On the Sensex chart, HDFC Bank was the top gainer, jumping around 4 per cent, followed by HDFC, ICICI Bank, Kotak Bank, Infosys and Hero MotoCorp. Tech Mahindra, Axis Bank, IndusInd Bank and ITC were among the laggards.

Of the Sensex constituents, 15 shares closed in the red and as many scrips in the green.

Sectorally, BSE finance, bankex, metal, basic materials, IT and consumer durables indices rallied up to 2.39 per cent. Telecom, realty, power, utilities and FMCG indices ended in the red.

In the broader market, midcap and smallcap indices jumped up to 0.37 per cent.

Indian bourses tracked positive global markets after the US Federal Reserve launched a massive programme to support businesses hit by the coronavirus lockdown, analysts said. The Fed announced its Main Street Lending Programme and an emergency lifeline under which it will buy up to $750 billion in corporate bonds.

The plan is part of a massive financial backstop put in place by the bank to protect the economy from the worst of the virus crisis.

“The border dispute between India and China resulted in volatility in the stock markets, on tensions of further escalation of dispute. This was in spite of steady global markets following the announcement of the US Fed Reserve’ expanded bond-buying programme,” Vinod Nair, head of research at Geojit Financial Services, said.

Investors seem to have set aside the news emerging from the border and are still hoping that liquidity will keep propping the markets for the time being, he said.
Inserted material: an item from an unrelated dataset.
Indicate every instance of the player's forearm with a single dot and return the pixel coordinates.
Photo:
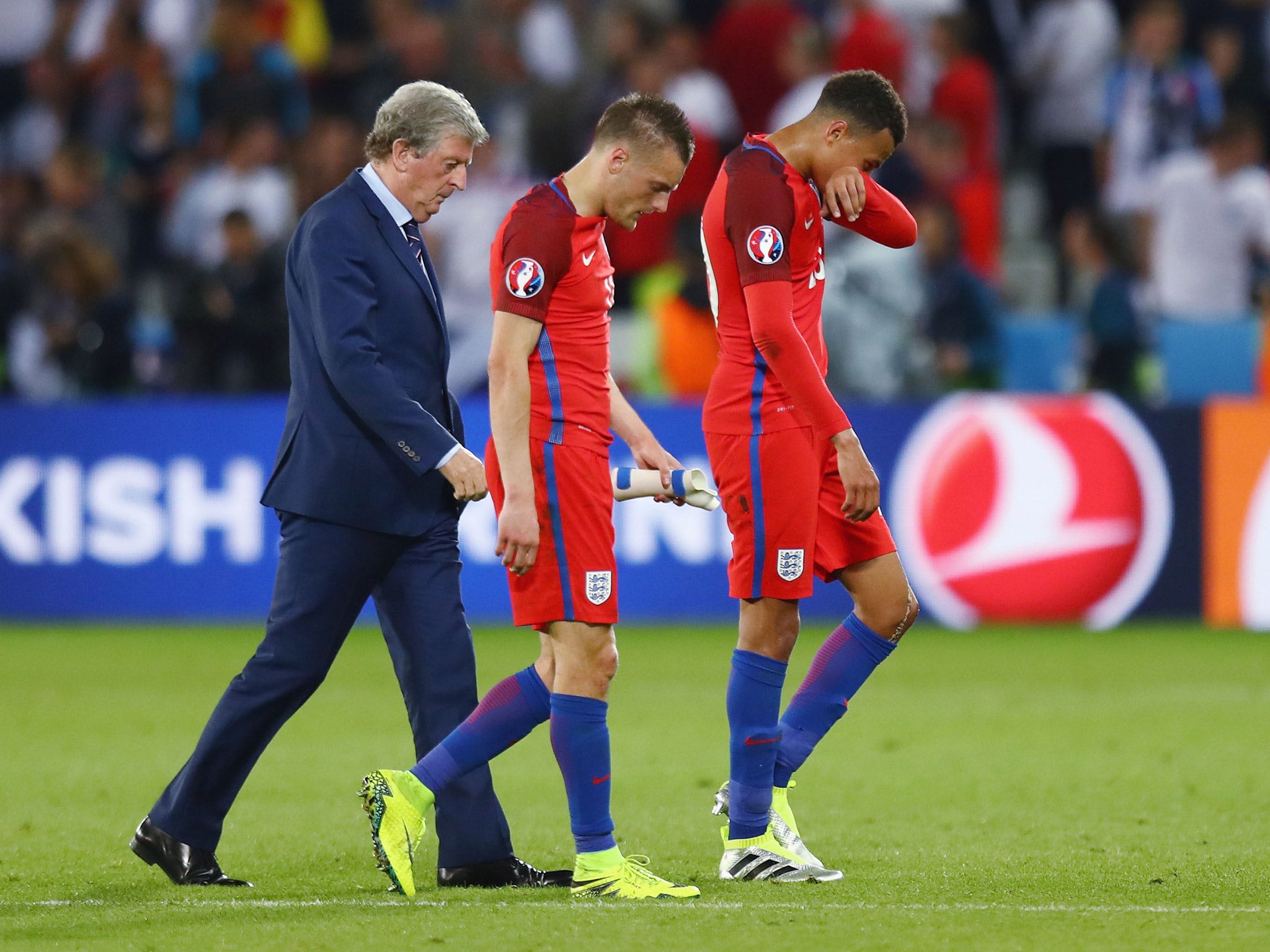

Bourses in Shanghai, Hong Kong, Tokyo and Seoul ended up to 5 per cent higher. Stock exchanges in Europe too opened with significant gains.

Rupee pares gains

On the currency front, the rupee pared initial gains and closed 17 paise lower at 76.20 against the US dollar. The rupee opened the day on a strong note at 75.89 and touched a high of 75.77 later. The local unit, however, slid to a low of 76.26 before settling at 76.20 against the US dollar, down 17 paise over its previous close.

It had settled at a more than six-week low of 76.03 against the greenback on Monday.

International oil benchmark Brent crude futures rose 1.41 per cent to USD 40.28 per barrel.